Victor Madrigal-BorlozCEUN Independent Expert on SOGIO
It really is the visibilisation of the discussions around faith and SOGIESC issues. I mean, they’ve made it possible to have these conversations, they’ve made it possible for states to have these conversations, for civil society to come together and think about faith based inclusion. You know, they’ve encouraged other religious actors that are not SOGIESC specific, like let’s say the act Church of Sweden or the ACT Alliance, to think more strategically about inclusion of LGBTI issues. And I think those are really profound and important impacts.
Anonymous feedback from the review of the advocacy programme
The [Family and Traditional Values] report and the declarations from the seminars are important testimonies to the existence of a rich diversity of family experiences today and historically and also that diverse sexual orientations, gender identities and expressions are present in cultures around the world. To respect and protect all human being’s individual rights means that no religious nor traditional or national values can be used as a basis to violate the human rights of any individual. …
governments, as we are, together with civil society organizations can use this report to promote better understanding and respect for the rights of sexual and gender minorities including to counter the politicization of traditional family values.
Ms Harriet Berg Director for Human Rights, Democracy and Gender Equality at the Norwegian Ministry of Foreign Affairs
"When spider webs unite they can tie down a lion”

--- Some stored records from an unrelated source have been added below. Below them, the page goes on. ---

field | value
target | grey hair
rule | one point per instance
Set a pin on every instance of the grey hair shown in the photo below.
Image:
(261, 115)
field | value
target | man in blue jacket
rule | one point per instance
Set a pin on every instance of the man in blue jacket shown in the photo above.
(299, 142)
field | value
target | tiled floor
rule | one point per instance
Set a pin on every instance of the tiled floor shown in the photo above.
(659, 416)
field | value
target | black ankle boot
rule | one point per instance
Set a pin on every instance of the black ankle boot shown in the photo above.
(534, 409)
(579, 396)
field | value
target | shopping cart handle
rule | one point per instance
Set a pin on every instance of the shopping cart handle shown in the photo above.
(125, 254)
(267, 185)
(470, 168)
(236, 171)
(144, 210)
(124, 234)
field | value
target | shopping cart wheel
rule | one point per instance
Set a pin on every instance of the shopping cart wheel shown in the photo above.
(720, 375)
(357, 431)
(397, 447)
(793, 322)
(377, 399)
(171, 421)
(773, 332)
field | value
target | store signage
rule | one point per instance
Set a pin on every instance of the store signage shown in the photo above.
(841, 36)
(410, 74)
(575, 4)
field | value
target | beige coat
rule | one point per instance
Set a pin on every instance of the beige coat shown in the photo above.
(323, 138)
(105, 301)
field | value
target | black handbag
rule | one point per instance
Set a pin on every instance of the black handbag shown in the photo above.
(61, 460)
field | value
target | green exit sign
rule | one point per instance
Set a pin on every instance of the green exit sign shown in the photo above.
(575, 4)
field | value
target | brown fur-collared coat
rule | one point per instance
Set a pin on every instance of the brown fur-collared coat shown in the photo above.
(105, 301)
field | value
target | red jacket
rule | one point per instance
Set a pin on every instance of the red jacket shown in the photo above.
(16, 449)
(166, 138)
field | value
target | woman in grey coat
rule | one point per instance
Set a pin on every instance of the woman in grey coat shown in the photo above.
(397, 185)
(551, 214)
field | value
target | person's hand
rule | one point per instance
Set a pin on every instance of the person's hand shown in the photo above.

This African proverb speaks to the power of unity among those who share a common vision. Each one on their own can spin a web through their efforts but there is much more strength and power in unity. The Global Interfaith Network is a justice seeking community of all persons of different sexualities in a common struggle for the dignity and equality of all persons irrespective of their sexualities. Issues of sexualities are highly contested and contentious in society and particularly among faith groups. The resistance to dignity and equality of people of different sexualities is no longer at the level of opinion or faith statement but has been taken to international, continental and country levels. Thus the struggle for equality and dignity of all persons that is at the heart of all faiths is being taken up by GIN in pursuit of justice that is inclusive of diversity and all persons. The work of GIN is ultimately to give expression to the highest ideals both all faiths and human rights for all and to create a better world where all are free to be who they are without discrimination or violence.